Dharma Teaching by Singha Thekchen Namdrol Rinpoche
A summary by Anne-Marie Wagonis
Upon returning from his retreat in Kota Tinggi, Rinpoche begins this teaching by saying he would like to address some skilful methods of overcoming the obstacles we face during our dharma practice.
“When practicing dharma if we think that because we will receive the blessings of the Buddhas and Bodhisattvas and therefore we will not have obstacles to overcome, that is ridiculous thinking. The reality is that because of the blessings we receive, we will have a very bright light. This bright light will shine inward into ourselves. And when we go inward into ourselves with a very bright lamp, frankly speaking what happens almost immediately is “Oh my God…..shit!” This is the reality of it. So to say that practicing dharma is going to eliminate all of your problems is not correct.”
“Many of us don’t know how to move along on this path. Many feel that it’s a very lonely path to take. But there are some things that we need to observe. For instance, what is the purpose we are here to practice for? Why are we doing this? If we fail to ask ourselves these questions then it is like we are living in a beautiful drama. You will continuously climb out of one hole, only to fall into another hole. The same things will continue to resurface.”

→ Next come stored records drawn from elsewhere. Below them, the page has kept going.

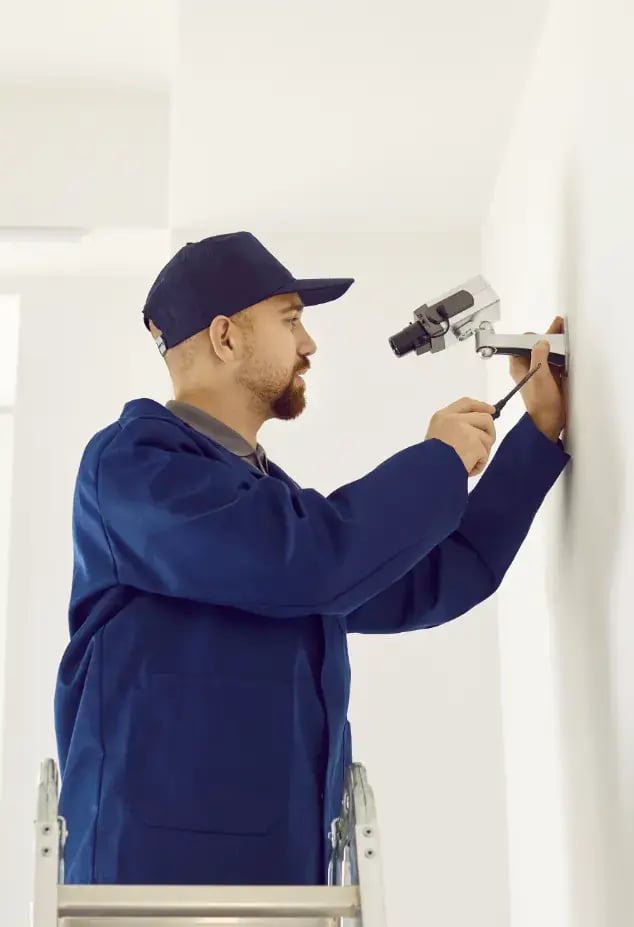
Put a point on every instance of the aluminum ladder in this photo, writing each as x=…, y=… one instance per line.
x=353, y=896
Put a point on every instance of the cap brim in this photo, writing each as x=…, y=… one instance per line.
x=315, y=292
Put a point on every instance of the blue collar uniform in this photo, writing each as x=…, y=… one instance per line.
x=201, y=704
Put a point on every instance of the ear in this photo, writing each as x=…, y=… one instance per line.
x=224, y=338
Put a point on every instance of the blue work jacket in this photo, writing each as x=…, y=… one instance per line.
x=201, y=704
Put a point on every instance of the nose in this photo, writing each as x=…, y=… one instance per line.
x=307, y=346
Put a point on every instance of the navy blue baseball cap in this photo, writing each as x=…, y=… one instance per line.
x=223, y=275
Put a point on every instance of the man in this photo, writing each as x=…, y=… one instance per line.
x=201, y=703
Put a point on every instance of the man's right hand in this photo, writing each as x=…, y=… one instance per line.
x=467, y=426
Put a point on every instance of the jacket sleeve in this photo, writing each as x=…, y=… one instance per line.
x=469, y=565
x=179, y=523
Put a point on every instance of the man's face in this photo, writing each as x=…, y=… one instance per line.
x=278, y=348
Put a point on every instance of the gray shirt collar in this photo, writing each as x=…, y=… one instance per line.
x=216, y=430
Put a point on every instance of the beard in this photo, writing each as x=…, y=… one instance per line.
x=285, y=400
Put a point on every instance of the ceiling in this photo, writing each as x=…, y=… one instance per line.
x=349, y=111
x=112, y=42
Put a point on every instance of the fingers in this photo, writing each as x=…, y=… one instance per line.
x=482, y=421
x=471, y=405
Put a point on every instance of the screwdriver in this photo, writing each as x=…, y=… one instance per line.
x=500, y=405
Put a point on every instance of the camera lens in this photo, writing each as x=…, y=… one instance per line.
x=408, y=339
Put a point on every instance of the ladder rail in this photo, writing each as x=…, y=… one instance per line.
x=353, y=896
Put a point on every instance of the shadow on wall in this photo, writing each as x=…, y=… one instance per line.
x=581, y=579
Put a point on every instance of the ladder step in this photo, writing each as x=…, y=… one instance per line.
x=206, y=901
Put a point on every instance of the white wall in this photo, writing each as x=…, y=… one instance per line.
x=425, y=707
x=559, y=240
x=81, y=156
x=9, y=316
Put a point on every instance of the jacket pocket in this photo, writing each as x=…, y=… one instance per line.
x=210, y=754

“One of the biggest issues we face is anger. We must learn to understand it. And if you say that you have no anger, you are lying to yourself. Anger comes when we feel that someone has harmed us in some way. Anger also often comes from fear. If we came across a person who we thought was truly possessed by something, we might feel compassion toward that person. But we must remember that we are all possessed. We are all possessed by our own emotions. A Bodhisattva trains to see that all beings are possessed by their own emotions. Therefore we must learn to generate this feeling of compassion toward ourselves and toward others. When we work together as a group and we practice together, there is purification. When two stones rub against each other, they finish each other off; things become smooth and sometimes even become shiny. It is the same way with us. Since our current situations sometimes make it so difficult to praise one another we should learn to do so through the recitation of mantras, where we are in actuality, praising the Buddhas and Bodhisattvas. Through doing so, we are encouraging good aspects to manifest.”
“We all possess ego, pride, self-centeredness and selfishness. The main thing is to recognize these things and to transform all of this. When you begin to feel negative thoughts, offer them away. We need to learn how to shut down our minds from being so obsessed with ourselves. We are all so obsessed with this one word. And that one word is “I”.

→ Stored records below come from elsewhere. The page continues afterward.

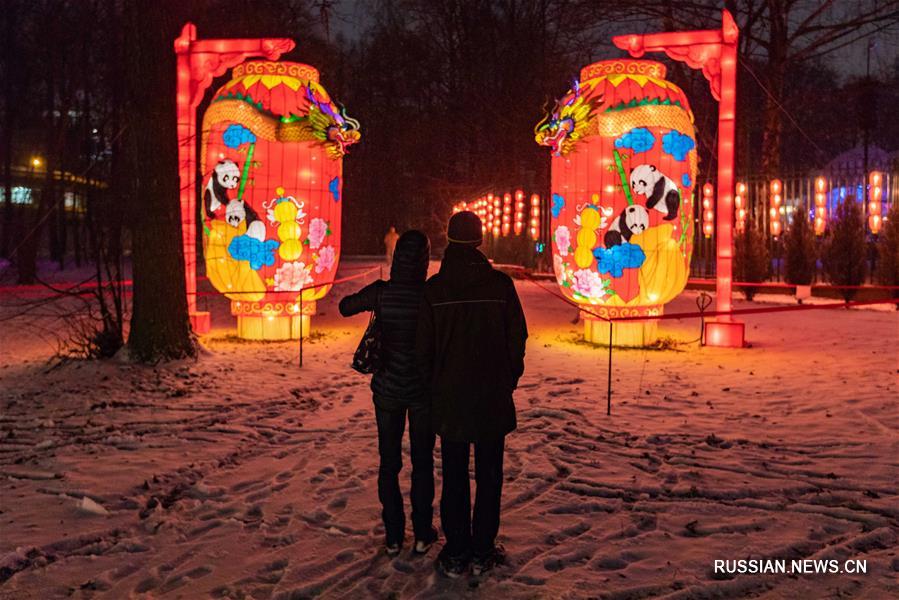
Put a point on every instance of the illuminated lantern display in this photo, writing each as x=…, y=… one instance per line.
x=875, y=202
x=775, y=204
x=624, y=167
x=740, y=207
x=272, y=149
x=820, y=205
x=519, y=212
x=708, y=213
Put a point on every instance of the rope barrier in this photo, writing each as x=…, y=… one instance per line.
x=703, y=314
x=62, y=288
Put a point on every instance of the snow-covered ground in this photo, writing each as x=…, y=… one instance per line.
x=241, y=475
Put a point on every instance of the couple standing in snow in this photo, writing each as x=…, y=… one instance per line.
x=453, y=352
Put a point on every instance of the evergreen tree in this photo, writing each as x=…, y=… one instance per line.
x=843, y=257
x=752, y=262
x=799, y=245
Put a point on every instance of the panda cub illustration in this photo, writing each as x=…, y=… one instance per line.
x=632, y=220
x=660, y=191
x=225, y=176
x=239, y=211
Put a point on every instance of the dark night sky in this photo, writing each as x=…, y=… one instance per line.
x=351, y=17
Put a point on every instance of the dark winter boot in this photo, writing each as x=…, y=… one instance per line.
x=422, y=545
x=451, y=566
x=483, y=563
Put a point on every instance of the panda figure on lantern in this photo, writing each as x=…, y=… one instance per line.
x=272, y=148
x=624, y=164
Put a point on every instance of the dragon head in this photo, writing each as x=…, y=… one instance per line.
x=568, y=122
x=329, y=122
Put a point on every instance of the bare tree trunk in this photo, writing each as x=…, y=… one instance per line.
x=773, y=123
x=8, y=128
x=159, y=324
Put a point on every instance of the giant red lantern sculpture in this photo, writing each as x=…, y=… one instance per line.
x=271, y=151
x=623, y=171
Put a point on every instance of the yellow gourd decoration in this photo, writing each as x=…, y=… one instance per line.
x=224, y=272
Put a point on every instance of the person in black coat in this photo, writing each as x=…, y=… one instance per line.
x=470, y=346
x=398, y=390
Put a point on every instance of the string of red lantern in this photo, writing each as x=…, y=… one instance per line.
x=775, y=201
x=740, y=206
x=708, y=214
x=503, y=215
x=875, y=193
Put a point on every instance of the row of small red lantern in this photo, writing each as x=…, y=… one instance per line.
x=775, y=197
x=496, y=213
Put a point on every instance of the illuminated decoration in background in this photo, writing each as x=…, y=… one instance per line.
x=820, y=205
x=198, y=62
x=624, y=168
x=708, y=213
x=740, y=207
x=272, y=147
x=503, y=215
x=535, y=216
x=775, y=207
x=714, y=51
x=875, y=202
x=507, y=214
x=519, y=212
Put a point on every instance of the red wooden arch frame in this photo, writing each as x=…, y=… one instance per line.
x=199, y=61
x=715, y=52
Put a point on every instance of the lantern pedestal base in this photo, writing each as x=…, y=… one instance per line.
x=624, y=334
x=272, y=328
x=725, y=334
x=200, y=322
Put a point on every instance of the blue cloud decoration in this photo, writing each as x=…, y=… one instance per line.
x=677, y=144
x=638, y=139
x=259, y=254
x=613, y=261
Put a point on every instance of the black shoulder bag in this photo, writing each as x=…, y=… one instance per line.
x=368, y=358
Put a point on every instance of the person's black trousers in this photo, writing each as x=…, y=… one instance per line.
x=466, y=535
x=391, y=425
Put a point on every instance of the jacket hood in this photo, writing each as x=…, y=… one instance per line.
x=464, y=265
x=410, y=258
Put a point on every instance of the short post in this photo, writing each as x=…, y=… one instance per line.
x=609, y=391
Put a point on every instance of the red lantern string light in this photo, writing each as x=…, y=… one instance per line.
x=740, y=206
x=519, y=212
x=507, y=213
x=820, y=205
x=535, y=216
x=708, y=214
x=775, y=201
x=875, y=193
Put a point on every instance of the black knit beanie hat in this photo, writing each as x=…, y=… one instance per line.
x=465, y=228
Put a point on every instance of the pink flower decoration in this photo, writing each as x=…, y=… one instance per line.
x=292, y=277
x=325, y=260
x=563, y=239
x=589, y=284
x=318, y=229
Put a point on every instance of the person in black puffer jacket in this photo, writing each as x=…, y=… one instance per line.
x=470, y=345
x=398, y=389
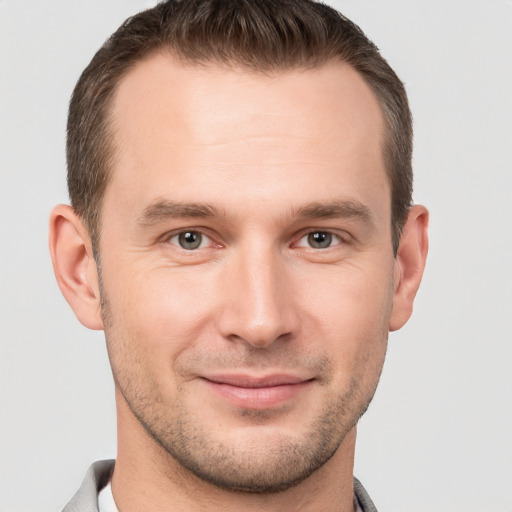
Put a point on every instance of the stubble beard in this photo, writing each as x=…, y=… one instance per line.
x=263, y=464
x=270, y=462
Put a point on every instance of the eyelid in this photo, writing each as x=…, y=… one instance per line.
x=166, y=239
x=342, y=238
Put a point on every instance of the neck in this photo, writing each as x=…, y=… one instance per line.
x=147, y=477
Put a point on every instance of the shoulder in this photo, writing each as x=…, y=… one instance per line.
x=86, y=498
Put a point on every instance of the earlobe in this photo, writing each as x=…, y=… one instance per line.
x=74, y=265
x=409, y=265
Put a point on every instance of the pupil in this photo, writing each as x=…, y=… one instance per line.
x=320, y=239
x=190, y=240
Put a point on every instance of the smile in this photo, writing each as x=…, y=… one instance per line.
x=257, y=393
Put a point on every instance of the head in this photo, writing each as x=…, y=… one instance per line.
x=242, y=172
x=260, y=36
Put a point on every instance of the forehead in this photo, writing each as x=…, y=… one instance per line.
x=214, y=127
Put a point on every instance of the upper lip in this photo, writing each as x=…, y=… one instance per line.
x=251, y=381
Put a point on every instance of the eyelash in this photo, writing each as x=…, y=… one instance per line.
x=325, y=236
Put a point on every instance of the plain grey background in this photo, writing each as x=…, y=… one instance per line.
x=438, y=436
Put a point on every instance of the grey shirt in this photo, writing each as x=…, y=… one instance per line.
x=86, y=498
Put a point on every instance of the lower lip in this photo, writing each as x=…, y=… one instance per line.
x=258, y=398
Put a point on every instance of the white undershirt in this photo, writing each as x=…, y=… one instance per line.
x=106, y=501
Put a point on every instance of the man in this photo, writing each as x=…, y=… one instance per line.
x=241, y=227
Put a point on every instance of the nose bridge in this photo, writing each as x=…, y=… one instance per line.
x=259, y=303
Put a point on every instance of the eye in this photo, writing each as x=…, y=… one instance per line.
x=189, y=240
x=319, y=240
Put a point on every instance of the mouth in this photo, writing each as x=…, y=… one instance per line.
x=259, y=393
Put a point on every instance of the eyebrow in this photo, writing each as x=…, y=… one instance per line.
x=347, y=209
x=164, y=209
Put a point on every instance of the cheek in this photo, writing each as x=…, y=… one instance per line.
x=347, y=313
x=163, y=309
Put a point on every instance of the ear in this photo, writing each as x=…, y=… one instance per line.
x=409, y=265
x=74, y=265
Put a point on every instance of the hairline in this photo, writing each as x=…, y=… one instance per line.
x=109, y=131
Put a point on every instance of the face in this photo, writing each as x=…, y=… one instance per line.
x=247, y=265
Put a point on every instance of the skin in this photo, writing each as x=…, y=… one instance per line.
x=242, y=366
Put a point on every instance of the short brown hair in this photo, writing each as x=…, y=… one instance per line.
x=263, y=35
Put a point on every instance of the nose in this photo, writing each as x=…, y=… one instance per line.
x=258, y=303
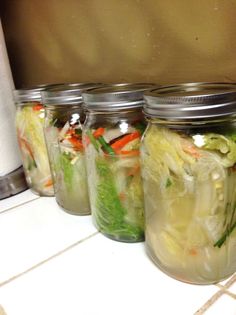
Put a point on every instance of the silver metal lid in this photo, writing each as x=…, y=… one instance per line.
x=13, y=183
x=66, y=94
x=31, y=94
x=191, y=101
x=116, y=96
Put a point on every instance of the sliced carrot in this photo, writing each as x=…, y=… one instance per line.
x=193, y=252
x=48, y=183
x=130, y=152
x=119, y=144
x=76, y=143
x=99, y=132
x=37, y=107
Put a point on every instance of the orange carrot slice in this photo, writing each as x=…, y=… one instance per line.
x=119, y=144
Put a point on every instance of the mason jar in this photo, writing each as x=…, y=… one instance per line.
x=63, y=134
x=188, y=156
x=111, y=137
x=29, y=125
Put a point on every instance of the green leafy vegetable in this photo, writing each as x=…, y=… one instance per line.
x=67, y=169
x=226, y=146
x=110, y=211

“Why do we all want to live in the past? Why do we all want to suffer so much? And why do we also want others to suffer too? It is because when there is nothing new happening in your life, you become obsessed with the past. We must learn how to realign ourselves; how to touch base with our conscience and with our consciousness. We should all be here to communicate and to support one another and to focus on our common goals. When we are examining our progress we must ask ourselves two things. 1. Did the “I” go down? and 2. Did we become less sentimental and more compassionate? When we practice, our minds should become more and more friendly, more and more closer to all beings, more interdependent and more feeling in oneness with each other. We must learn to recognize but not to become angry with our own demons. We can train ourselves to see this through meditation and through reciting the names of the Buddhas.”

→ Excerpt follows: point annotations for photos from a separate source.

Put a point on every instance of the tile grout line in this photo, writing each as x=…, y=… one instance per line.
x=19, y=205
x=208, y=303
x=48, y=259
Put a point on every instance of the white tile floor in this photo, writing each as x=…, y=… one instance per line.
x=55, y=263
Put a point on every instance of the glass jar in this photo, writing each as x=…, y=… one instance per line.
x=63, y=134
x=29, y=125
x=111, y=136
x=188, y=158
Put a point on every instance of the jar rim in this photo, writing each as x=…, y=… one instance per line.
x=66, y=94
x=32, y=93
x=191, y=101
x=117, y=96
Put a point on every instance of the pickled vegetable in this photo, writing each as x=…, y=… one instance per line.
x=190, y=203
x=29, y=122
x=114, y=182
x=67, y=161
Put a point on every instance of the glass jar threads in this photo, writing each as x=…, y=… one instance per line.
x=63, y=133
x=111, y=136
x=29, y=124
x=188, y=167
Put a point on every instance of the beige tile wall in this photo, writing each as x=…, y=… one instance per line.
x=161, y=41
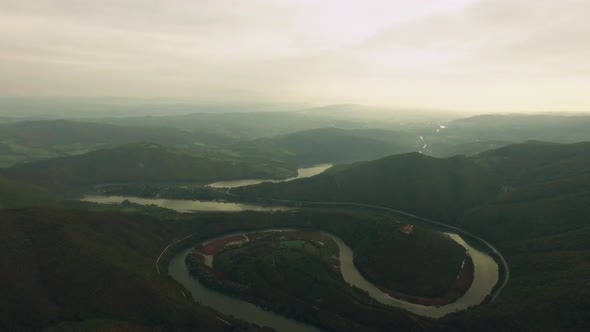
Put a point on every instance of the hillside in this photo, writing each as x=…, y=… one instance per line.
x=328, y=145
x=413, y=182
x=18, y=195
x=90, y=271
x=520, y=127
x=138, y=163
x=531, y=200
x=34, y=140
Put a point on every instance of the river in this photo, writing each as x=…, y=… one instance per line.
x=485, y=277
x=182, y=206
x=301, y=173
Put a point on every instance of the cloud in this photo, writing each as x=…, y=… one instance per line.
x=485, y=54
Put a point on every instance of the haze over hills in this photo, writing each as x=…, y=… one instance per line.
x=530, y=199
x=141, y=163
x=299, y=166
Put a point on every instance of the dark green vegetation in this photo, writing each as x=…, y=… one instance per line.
x=18, y=195
x=95, y=269
x=303, y=278
x=84, y=270
x=34, y=140
x=531, y=200
x=328, y=145
x=298, y=281
x=139, y=163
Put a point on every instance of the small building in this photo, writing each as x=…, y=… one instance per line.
x=407, y=229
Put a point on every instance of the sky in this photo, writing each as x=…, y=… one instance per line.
x=475, y=55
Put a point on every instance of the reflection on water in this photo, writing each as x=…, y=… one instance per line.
x=301, y=173
x=485, y=277
x=182, y=206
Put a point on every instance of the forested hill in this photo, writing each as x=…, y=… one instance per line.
x=530, y=200
x=443, y=188
x=424, y=185
x=329, y=145
x=138, y=163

Rinpoche then shared some of the personal experiences he had with us during his retreat in Kota Tinggi and followed those experiences with this advice:
Surrender all of your obsessions
Recognize your thoughts and then release the deep attachment to them by offering them away
Overcome the conditions
Retreat from your old bad habits
Take a few steps back and see how you can realign and reactivate a new way of doing things differently
“Dharma brings out the best in us. Dharma practice is meant for you to overcome your “old” mind. And we do this in order to experience our own inner peace and inner bliss.”